She told me she only masterbates to Kenny Rogers songs.
OMG. What did u say?
I told her I did too.
Don't you ever say "drinking at 2" as if it's a bad thing again. I'm asking you as a friend here.
im so poor im using the bottom of my laptop to heat my food.
The ice cream man just told me to use protection.
My professor just gave us a margarita recipe.
Why?
Because, and I quote, he "wants to give us the tools to succeed in life."
oh come on since when have relationships been boundary lines for us
fair point
I'm a gay man planning my brothers bachelor party, and he choose someone else to be his best man. I hope they like appltinis and gay clubs. Bastard.

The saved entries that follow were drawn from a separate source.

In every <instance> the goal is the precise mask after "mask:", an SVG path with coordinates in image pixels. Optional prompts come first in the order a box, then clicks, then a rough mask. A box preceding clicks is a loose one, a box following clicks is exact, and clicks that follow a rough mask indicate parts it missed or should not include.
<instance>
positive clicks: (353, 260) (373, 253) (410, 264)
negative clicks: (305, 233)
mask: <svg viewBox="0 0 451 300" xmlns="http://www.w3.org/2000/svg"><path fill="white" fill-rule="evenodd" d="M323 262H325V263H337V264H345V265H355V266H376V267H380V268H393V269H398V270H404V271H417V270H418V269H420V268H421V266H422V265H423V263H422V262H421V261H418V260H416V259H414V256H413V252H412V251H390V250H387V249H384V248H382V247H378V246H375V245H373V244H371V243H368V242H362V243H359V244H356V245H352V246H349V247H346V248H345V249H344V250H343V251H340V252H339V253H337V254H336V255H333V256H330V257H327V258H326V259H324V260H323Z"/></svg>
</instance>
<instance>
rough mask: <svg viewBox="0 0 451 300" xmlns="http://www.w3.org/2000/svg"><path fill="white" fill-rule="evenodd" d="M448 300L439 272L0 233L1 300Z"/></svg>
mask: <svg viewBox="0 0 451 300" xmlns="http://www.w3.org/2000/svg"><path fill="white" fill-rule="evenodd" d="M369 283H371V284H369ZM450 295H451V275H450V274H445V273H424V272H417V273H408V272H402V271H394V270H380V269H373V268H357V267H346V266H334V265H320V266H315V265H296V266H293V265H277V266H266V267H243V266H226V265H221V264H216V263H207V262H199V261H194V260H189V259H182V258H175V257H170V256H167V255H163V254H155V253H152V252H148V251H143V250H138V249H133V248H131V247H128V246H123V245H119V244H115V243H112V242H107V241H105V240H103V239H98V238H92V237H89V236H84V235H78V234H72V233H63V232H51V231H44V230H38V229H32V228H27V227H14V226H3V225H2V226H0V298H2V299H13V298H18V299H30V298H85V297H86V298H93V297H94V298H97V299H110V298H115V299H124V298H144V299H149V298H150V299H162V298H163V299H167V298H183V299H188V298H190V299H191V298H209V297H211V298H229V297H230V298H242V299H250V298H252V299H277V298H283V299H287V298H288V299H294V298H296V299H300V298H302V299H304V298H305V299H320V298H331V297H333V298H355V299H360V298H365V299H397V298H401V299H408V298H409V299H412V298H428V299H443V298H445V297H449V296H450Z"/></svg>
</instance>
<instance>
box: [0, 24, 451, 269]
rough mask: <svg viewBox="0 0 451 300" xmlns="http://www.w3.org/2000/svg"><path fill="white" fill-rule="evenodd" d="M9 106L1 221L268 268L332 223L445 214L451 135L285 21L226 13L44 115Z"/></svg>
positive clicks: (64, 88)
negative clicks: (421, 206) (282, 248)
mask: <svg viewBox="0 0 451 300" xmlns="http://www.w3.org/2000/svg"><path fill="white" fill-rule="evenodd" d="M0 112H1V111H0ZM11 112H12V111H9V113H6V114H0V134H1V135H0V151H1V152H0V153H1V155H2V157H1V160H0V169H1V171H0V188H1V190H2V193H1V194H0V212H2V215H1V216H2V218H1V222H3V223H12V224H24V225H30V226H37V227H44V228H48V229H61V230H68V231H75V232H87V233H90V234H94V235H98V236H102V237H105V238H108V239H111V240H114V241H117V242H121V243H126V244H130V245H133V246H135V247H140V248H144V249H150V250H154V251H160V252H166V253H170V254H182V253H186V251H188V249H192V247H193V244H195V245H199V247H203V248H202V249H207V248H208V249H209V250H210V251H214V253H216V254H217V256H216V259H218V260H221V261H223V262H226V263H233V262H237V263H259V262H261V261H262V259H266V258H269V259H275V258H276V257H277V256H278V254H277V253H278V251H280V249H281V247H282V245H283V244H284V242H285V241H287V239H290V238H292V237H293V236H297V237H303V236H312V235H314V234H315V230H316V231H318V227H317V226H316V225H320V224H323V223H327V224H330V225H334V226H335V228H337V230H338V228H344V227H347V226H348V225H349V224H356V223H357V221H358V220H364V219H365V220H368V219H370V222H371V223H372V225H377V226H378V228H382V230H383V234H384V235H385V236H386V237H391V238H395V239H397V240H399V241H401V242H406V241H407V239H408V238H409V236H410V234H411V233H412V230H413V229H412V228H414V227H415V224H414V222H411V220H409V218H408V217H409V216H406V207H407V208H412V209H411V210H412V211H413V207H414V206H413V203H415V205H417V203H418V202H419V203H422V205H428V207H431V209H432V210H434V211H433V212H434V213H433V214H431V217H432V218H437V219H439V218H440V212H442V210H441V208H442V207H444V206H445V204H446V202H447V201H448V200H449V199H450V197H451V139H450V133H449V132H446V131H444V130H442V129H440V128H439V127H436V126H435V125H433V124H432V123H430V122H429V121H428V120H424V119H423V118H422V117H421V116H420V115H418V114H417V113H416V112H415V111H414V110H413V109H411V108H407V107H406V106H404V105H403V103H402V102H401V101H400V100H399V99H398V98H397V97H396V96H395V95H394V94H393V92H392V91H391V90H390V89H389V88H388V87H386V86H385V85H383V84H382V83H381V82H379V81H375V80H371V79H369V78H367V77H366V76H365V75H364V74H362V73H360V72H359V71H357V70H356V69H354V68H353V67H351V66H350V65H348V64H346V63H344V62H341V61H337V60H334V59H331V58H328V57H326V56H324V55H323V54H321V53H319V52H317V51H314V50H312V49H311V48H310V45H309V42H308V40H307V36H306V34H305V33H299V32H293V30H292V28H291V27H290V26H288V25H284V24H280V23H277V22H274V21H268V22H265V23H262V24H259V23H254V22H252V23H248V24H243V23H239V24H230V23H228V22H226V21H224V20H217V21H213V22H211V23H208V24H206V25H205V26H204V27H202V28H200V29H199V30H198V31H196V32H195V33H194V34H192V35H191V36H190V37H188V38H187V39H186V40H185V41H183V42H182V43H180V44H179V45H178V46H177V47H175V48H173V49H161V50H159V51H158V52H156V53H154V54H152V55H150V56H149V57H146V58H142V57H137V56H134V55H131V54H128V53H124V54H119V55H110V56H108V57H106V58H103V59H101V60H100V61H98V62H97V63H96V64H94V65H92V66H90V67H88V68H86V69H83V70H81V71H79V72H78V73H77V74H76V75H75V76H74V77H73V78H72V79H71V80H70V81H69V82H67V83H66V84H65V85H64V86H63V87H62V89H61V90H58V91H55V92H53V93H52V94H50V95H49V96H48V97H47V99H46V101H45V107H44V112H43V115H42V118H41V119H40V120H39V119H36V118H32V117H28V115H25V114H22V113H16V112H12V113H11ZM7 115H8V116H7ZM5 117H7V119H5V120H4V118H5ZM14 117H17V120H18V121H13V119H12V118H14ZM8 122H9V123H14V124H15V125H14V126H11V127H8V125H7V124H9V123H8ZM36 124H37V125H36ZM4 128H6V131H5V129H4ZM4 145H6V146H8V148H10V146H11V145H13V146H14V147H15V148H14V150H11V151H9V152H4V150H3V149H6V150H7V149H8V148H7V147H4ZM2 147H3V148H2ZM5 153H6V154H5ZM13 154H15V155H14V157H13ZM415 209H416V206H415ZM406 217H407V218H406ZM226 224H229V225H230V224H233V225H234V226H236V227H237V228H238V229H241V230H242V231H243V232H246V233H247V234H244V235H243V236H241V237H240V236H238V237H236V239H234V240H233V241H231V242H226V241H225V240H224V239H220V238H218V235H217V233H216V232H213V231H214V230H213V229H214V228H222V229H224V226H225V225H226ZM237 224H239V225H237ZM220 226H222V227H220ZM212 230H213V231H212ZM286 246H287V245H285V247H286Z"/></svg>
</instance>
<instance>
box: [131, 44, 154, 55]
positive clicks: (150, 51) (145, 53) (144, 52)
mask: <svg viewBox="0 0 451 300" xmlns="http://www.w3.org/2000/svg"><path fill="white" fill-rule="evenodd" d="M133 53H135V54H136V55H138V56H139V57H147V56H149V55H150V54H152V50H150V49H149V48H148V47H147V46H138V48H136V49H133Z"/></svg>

Hate to say it and even though I definitely have a biased opinion but I'm surprised your not, sleeping with anyone else. Good personality, charisma and amazing in the sack.
Feel free to use me as a reference.
this lady just pulled corn on the cob out of her purse
People like that make this world a better place.
You threw my heel at her from across the street... And hit her in the back of the head so hard she face planted into the street. I need more friends like you.
This is the first time I'm hearing this information.
i woke up with 5 inch heels locked on my feet and my car keys missing. this is gonna be an interesting walk home
The night got interesting when the random guy next to us handed us a bottle of champagne and the rest of his ciroc bottle. When we asked why he did it, he proceeded to point at his friend who face planted the floor.
I just sent a snapchat of my boobs for Adderall. It's finals season.
Vodka Vensday. With a Russian accent... It counts.